##### Jun 04, 2024

# How do magnets and electricity work?

##### #notes • 2719 words

Posts tagged "notes" represent my current knowledge and may be incorrect or misleading.

Electromagnetism feels like something I should have been taught before graduating high school. (My school didn't offer AP Physics E&M, but I'm not sure that would have covered everything I needed anyway.) Alas, as with many things, we can do nothing but fill in the gaps for ourselves. :)

Magnets and electricity superficially seem like two very different things. At least, I thought they were. They just... don't seem related. Magnets are, like, push-pull-y and electricity is, like, zappy or something. Everyone else also probably thought this until the 19th century, when electromagnetics developed into a successful field of study.

They're actually part of the same fundamental force, *electromagnetism.* Magnets in motion create electric fields; electric charges in motion create magnetic fields.

With these two things put together, electromagnetism is one of the four fundamental forces of nature, along with gravity and the two nuclear forces (strong and weak).

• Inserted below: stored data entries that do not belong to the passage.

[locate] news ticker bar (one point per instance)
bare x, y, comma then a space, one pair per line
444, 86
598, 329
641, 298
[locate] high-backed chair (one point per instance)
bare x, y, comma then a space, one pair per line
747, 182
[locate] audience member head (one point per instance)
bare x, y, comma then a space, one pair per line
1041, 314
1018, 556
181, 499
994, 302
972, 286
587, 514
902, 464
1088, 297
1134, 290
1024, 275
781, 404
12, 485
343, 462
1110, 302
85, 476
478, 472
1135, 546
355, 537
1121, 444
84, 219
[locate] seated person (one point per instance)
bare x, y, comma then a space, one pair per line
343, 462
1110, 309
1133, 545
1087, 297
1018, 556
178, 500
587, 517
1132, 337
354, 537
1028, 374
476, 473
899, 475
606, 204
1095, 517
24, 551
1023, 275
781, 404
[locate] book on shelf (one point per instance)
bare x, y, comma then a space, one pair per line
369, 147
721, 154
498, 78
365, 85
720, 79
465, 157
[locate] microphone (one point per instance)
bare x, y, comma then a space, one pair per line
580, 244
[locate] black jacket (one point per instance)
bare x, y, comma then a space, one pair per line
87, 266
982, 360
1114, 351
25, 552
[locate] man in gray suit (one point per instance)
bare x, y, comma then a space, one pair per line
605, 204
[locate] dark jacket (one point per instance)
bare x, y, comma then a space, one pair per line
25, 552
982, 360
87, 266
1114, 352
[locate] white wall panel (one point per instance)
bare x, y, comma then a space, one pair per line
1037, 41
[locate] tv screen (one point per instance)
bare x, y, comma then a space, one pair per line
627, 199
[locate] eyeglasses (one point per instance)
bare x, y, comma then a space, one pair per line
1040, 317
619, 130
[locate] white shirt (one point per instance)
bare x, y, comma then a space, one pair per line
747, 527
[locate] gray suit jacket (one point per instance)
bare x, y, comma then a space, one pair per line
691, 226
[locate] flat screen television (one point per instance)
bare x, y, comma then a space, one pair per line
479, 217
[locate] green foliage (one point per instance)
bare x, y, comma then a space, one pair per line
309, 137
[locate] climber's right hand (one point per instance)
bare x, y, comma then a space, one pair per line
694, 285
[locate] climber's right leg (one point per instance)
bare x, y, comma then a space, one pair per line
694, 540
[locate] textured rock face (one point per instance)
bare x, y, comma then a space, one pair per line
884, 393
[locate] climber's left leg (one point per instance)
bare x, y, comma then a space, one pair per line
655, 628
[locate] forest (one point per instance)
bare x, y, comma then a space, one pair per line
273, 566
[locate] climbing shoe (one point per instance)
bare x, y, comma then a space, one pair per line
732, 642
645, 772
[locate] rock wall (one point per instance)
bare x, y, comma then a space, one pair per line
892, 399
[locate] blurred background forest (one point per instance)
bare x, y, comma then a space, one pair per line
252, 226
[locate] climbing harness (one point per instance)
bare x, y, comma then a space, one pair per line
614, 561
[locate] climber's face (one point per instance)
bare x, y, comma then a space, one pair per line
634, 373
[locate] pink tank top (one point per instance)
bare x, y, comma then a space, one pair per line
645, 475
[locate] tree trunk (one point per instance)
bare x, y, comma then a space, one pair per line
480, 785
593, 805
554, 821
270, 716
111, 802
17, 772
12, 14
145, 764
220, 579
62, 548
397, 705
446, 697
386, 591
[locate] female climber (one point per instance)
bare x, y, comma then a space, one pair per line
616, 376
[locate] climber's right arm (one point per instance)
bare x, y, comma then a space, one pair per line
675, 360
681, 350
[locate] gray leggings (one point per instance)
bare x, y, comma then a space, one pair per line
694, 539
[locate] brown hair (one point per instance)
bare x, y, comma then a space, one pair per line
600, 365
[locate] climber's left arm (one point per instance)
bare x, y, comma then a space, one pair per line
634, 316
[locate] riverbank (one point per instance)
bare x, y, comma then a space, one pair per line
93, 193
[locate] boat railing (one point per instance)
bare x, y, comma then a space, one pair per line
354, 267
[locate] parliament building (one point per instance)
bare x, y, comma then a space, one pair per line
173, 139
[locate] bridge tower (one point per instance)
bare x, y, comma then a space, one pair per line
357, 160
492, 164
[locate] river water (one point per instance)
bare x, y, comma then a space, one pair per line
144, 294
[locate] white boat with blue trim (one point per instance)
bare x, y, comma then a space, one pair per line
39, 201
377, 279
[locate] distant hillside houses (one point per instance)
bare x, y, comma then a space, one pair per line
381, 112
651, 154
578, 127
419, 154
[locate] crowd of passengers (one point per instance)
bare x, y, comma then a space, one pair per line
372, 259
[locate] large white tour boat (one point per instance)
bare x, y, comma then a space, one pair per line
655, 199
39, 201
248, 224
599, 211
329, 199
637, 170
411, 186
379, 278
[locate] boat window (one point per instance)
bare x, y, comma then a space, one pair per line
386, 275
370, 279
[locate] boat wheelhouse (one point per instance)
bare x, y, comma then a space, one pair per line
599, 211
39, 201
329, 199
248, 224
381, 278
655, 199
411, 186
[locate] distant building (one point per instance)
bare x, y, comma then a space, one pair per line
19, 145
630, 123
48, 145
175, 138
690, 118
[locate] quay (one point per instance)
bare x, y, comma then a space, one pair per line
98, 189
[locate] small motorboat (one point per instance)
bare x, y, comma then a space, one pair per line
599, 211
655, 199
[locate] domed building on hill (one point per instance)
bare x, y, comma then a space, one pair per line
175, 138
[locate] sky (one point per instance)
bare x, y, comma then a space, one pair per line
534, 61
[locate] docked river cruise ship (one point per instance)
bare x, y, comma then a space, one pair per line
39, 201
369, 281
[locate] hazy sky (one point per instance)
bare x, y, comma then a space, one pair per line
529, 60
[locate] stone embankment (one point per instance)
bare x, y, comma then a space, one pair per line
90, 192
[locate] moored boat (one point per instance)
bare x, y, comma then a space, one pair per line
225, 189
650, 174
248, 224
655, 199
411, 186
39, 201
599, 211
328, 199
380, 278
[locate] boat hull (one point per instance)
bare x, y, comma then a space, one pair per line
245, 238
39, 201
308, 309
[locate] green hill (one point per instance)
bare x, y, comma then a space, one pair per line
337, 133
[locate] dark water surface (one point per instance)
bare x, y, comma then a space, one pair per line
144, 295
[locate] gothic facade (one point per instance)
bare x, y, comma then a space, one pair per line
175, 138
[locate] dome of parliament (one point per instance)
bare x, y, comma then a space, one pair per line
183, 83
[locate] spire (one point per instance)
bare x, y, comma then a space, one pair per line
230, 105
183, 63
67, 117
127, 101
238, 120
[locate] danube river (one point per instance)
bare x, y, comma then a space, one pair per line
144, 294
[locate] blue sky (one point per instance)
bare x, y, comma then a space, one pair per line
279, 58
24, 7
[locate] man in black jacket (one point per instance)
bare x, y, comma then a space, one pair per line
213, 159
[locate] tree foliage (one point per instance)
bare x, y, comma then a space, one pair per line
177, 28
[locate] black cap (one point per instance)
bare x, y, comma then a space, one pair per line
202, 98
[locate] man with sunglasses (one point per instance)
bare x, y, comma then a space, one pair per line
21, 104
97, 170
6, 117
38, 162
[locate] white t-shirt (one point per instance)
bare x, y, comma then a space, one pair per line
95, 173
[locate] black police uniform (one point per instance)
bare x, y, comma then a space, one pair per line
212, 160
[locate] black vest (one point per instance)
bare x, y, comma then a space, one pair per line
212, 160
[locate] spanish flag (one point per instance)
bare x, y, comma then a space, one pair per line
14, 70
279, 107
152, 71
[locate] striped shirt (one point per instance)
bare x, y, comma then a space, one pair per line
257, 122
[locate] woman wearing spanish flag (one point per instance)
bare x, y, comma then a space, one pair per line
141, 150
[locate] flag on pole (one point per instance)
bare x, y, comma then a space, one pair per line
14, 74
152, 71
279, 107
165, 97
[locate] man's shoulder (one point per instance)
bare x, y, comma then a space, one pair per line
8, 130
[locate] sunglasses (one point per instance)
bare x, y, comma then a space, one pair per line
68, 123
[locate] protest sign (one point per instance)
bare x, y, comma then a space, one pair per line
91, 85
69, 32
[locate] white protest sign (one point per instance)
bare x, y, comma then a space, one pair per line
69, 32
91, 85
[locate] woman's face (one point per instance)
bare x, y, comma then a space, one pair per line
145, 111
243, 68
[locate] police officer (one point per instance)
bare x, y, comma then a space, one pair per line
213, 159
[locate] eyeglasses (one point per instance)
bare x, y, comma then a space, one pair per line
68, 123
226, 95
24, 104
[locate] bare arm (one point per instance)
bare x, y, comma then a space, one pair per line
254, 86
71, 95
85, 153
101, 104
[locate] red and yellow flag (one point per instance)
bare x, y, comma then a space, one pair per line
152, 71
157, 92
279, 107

These fundamental forces seemed kind of mystifying to me, until I read the Advertisement section in David J. Griffiths' *Introduction to Electrodynamics*:

Mechanics tells us how a system will behave when subjected to a given force. There are just four basic forces known (presently) to physics: I list them in the order of decreasing strength:

- Strong
- Electromagnetic
- Weak
- Gravitational

He goes on to articulate that nearly all the forces you'll deal with in regular life are electromagnetic — friction, normal force, the forces that keep you from falling through the floor and that keep atoms together — except, of course, gravity, which is weak enough that it's only really noticeable with *extremely* large masses like planets or stars.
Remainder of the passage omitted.